Just like the first one.
Marcus stared at the empty monitor as if the words might reappear.
They didn’t.
The system returned to its normal interface.
Data streams resumed.
Construction statistics continued updating.
Logistics maps refreshed their moving icons.
To anyone walking into the operations center at that moment, everything would look normal again.
But no one inside the room felt normal.
Adrian broke the silence first.
"Tomorrow?"
His voice carried a dangerous edge.
"That’s what it said," Marcus replied quietly.
Elena didn’t look away from the large city map glowing on the wall.
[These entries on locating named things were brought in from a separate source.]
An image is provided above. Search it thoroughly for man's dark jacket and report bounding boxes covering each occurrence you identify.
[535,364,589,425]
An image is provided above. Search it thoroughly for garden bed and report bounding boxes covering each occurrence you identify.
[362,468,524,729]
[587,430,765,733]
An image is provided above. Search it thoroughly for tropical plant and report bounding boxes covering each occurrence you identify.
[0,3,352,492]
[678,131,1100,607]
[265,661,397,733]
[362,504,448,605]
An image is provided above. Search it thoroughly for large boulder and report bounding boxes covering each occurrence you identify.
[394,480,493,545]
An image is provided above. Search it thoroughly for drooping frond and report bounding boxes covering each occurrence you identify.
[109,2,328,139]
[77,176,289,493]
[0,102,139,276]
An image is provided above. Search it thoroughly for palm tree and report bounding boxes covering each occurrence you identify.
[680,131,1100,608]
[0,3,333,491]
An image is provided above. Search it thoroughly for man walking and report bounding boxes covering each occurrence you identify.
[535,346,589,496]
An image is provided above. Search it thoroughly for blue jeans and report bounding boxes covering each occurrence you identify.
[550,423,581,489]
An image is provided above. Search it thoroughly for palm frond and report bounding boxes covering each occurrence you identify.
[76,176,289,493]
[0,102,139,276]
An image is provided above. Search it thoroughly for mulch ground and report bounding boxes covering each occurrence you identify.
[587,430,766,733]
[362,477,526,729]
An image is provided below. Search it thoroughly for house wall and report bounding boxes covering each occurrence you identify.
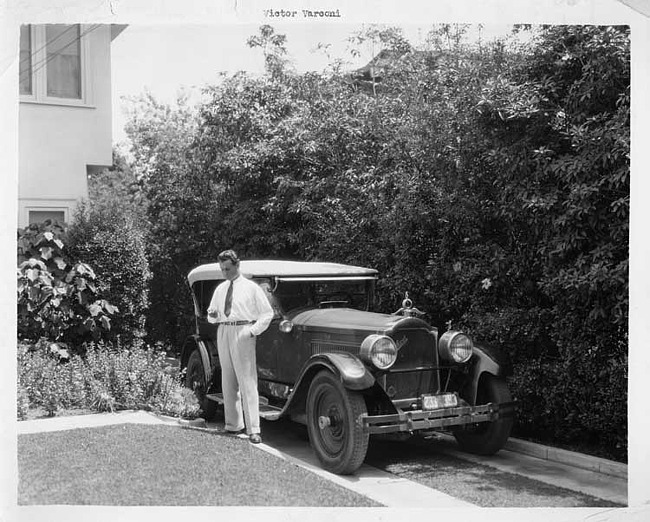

"Then we have less than twenty-four hours."
Adrian turned toward her.
"To prepare for something we don’t even understand."
Elena nodded slowly.
"Yes."
Marcus replayed the warehouse camera footage.
The shadowy figure appeared for less than two seconds before the feed cut.
Not enough to identify.
But enough to confirm one thing.
Someone had been physically present inside the building.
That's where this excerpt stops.